L’UE se veut rassurante sur la crise de la viande chevaline

L'ADN de viande chevaline a été retrouvé dans 0,61 % des échantillons testés". [Duncan C/Flickr]

La Commission a lancé une deuxième série de tests pour détecter la présence de viande de cheval dans des produits à base de viande bovine. Seulement 0,61 % des produits ont été jugé positif, contre 4,6 % l’année dernière.

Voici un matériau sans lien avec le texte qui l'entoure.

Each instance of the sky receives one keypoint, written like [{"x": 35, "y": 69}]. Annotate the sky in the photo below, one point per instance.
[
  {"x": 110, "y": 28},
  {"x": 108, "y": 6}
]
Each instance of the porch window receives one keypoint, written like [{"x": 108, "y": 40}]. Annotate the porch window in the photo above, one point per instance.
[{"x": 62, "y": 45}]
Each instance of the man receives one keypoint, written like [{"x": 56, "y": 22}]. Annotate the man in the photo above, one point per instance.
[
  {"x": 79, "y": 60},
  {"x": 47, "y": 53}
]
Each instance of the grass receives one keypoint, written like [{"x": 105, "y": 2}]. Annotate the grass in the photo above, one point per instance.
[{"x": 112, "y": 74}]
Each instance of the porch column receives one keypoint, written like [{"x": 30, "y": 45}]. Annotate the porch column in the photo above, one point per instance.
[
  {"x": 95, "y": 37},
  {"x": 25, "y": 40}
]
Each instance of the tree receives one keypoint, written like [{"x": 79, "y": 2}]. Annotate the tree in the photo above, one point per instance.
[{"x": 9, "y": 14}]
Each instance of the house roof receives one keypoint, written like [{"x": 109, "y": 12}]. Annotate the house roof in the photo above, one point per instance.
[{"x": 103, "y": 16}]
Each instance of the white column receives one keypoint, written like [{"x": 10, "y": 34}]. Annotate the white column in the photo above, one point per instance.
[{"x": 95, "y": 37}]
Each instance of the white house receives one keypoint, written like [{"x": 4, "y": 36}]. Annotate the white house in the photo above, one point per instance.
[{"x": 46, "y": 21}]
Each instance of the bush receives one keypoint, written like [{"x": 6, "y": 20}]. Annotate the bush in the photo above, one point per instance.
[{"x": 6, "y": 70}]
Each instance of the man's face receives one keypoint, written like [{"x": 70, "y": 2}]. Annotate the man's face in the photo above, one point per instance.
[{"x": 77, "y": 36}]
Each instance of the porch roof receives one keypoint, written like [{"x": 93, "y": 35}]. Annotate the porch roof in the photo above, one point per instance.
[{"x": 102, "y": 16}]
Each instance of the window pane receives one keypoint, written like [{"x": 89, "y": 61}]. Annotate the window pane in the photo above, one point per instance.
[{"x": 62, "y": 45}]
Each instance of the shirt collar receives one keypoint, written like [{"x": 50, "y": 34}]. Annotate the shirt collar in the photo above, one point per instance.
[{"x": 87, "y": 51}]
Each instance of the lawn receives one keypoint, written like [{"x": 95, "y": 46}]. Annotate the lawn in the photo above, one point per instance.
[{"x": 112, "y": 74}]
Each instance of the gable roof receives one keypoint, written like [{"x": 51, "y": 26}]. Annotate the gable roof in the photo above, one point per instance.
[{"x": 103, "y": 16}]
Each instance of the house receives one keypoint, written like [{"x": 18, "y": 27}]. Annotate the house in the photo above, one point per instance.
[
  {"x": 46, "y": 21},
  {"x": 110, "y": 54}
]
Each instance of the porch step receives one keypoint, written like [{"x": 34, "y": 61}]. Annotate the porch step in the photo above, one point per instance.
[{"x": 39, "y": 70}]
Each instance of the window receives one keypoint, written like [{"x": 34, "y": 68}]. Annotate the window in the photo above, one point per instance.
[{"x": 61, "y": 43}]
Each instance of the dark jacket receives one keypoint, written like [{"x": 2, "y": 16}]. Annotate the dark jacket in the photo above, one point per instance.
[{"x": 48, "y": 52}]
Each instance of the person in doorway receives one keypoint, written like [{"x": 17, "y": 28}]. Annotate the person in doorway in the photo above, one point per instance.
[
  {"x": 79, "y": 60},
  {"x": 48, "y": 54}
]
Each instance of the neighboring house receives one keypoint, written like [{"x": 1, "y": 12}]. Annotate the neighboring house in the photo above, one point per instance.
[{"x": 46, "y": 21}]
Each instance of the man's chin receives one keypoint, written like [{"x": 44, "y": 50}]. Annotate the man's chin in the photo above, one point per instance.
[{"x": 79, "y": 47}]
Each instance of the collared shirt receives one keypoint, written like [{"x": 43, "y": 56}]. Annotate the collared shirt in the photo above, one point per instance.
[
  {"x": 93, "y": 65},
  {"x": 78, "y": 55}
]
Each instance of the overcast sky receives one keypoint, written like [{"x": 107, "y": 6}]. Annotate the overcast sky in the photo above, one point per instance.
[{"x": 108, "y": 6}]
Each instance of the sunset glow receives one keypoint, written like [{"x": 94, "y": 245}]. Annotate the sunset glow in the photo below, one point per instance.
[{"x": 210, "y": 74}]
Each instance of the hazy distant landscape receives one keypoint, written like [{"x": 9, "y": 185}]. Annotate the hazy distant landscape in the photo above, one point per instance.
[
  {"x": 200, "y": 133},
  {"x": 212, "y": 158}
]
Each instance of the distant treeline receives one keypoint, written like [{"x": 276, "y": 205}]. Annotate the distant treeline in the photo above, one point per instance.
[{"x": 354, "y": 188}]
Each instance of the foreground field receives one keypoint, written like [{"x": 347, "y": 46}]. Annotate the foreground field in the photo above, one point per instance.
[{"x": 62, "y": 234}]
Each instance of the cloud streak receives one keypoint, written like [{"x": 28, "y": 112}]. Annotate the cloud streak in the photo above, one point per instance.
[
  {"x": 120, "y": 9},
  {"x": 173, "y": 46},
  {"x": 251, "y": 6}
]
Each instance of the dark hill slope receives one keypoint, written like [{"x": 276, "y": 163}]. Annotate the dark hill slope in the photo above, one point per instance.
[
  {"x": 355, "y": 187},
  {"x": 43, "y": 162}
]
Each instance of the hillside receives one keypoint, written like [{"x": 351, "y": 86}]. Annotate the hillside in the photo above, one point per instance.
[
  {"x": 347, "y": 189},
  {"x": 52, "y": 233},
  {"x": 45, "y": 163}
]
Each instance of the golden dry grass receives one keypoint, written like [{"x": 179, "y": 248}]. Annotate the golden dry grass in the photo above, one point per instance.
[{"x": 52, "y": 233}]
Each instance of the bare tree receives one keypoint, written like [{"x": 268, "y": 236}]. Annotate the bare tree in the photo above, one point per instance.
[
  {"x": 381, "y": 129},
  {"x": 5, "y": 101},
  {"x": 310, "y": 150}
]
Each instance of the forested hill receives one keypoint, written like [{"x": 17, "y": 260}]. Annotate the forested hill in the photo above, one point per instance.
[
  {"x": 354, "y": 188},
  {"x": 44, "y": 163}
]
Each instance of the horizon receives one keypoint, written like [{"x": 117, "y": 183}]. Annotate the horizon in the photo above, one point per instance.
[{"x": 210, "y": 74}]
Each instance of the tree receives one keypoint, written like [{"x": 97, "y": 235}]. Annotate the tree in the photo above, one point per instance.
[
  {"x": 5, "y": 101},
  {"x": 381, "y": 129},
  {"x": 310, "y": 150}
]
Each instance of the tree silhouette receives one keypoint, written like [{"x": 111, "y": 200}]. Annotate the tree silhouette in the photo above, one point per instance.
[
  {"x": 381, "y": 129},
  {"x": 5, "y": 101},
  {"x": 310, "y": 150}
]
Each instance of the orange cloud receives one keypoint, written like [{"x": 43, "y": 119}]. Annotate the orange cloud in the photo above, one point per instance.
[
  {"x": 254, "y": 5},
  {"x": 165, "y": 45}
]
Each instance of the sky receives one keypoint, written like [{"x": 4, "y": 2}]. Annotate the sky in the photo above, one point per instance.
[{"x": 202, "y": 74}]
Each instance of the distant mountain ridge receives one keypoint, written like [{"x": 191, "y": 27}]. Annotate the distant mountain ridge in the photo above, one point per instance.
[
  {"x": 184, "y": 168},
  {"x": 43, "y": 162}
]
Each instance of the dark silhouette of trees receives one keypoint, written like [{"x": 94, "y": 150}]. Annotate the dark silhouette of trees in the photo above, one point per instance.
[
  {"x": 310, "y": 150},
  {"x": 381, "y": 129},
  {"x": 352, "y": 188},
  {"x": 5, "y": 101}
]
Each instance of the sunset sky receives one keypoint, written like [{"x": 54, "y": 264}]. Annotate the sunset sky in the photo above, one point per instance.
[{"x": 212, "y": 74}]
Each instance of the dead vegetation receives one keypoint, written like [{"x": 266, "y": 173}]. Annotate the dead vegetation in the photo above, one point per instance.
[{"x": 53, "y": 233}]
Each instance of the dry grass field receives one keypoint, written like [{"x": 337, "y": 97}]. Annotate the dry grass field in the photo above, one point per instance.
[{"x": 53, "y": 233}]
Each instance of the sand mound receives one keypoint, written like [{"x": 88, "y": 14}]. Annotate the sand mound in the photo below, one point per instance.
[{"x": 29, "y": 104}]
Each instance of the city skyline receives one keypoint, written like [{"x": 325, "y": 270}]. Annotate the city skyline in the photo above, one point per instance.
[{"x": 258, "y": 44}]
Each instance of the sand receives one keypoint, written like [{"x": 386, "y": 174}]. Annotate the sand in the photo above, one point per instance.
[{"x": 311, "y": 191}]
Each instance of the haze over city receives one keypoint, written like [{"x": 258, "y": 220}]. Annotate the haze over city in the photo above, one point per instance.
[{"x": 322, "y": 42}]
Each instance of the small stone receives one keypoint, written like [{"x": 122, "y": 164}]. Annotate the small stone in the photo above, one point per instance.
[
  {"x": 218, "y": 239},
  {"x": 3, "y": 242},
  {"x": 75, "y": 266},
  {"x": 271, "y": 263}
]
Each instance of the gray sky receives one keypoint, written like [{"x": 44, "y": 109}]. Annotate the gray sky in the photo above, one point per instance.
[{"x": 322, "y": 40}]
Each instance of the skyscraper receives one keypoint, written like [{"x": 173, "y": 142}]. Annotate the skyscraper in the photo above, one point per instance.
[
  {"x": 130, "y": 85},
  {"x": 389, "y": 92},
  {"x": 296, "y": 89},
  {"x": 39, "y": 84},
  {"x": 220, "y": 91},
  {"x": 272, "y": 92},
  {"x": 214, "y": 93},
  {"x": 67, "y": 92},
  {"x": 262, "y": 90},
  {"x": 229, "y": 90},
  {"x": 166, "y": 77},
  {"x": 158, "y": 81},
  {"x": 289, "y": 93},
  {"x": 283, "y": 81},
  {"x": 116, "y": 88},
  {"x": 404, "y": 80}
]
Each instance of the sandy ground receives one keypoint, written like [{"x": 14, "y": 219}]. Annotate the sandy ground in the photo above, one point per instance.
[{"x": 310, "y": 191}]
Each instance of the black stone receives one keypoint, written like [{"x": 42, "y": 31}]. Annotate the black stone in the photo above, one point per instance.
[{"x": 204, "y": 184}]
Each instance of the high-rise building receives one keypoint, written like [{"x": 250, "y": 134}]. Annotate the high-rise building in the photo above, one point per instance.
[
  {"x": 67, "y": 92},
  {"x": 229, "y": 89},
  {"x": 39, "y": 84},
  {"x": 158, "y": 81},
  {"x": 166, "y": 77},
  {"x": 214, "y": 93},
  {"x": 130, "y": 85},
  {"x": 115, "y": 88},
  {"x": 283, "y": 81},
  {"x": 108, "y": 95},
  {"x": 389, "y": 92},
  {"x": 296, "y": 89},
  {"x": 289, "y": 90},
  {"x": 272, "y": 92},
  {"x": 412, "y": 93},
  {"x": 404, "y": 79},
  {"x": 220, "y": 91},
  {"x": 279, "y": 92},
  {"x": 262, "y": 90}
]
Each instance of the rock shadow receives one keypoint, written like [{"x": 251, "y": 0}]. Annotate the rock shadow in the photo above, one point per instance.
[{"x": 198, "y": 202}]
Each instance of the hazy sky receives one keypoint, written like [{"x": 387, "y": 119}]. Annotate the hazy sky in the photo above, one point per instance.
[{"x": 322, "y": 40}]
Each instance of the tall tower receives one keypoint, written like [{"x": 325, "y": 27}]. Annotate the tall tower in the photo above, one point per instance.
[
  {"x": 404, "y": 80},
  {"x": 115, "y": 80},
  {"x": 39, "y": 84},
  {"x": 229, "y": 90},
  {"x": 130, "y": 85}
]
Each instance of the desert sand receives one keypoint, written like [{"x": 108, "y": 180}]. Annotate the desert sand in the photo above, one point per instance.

Bonne nouvelle pour les amateurs de viande bovine : les taux de de présence de viande chevaline ont fortement chuté dans les produits préparés à base de viande bovine. La Commission a effectué un suivi de l’exercice effectué en 2013, au moment de la crise de la viande de cheval : 4,6 % des produits analysés avaient alors donné des résultats positifs. Cette année, ce taux ne s’élève plus qu’à 0,61 %. Le scandale de la viande chevaline a éclaté en Europe au printemps 2013, ce qui a provoqué le retrait de produits des magasins, soulevé les craintes des consommateurs. Les gouvernements ont également mené des enquêtes dans la chaîne de transformation des produits alimentaires.

>> Lire : Barroso agit afin de limiter les dégâts du scandale de la viande chevaline

Tonio Borg, commissaire en charge de la santé, a indiqué que les conclusions confirmaient que les efforts ont porté leur fruit. Il a ajouté que le nombre accru de contrôles sur la fraude alimentaire a un impact réel.

« Le rétablissement de la confiance des entreprises et des consommateurs européens à l’égard de notre chaîne alimentaire est essentiel pour notre économie étant donné que le secteur alimentaire est l’un des secteurs économiques les plus importants de l’UE.Je suis convaincu que le travail en cours continuera d’avoir des retombées positives. La lutte contre les pratiques frauduleuses doit se faire en déployant des efforts conjoints pour cibler les maillons les plus faibles de la chaîne d’approvisionnement alimentaire », a indiqué le commissaire maltais dans un communiqué.

Au total, 2 622 contrôles ont été effectués par les autorités compétentes dans les 28 pays de l’UE ainsi qu’en Norvège, en Islande et en Suisse.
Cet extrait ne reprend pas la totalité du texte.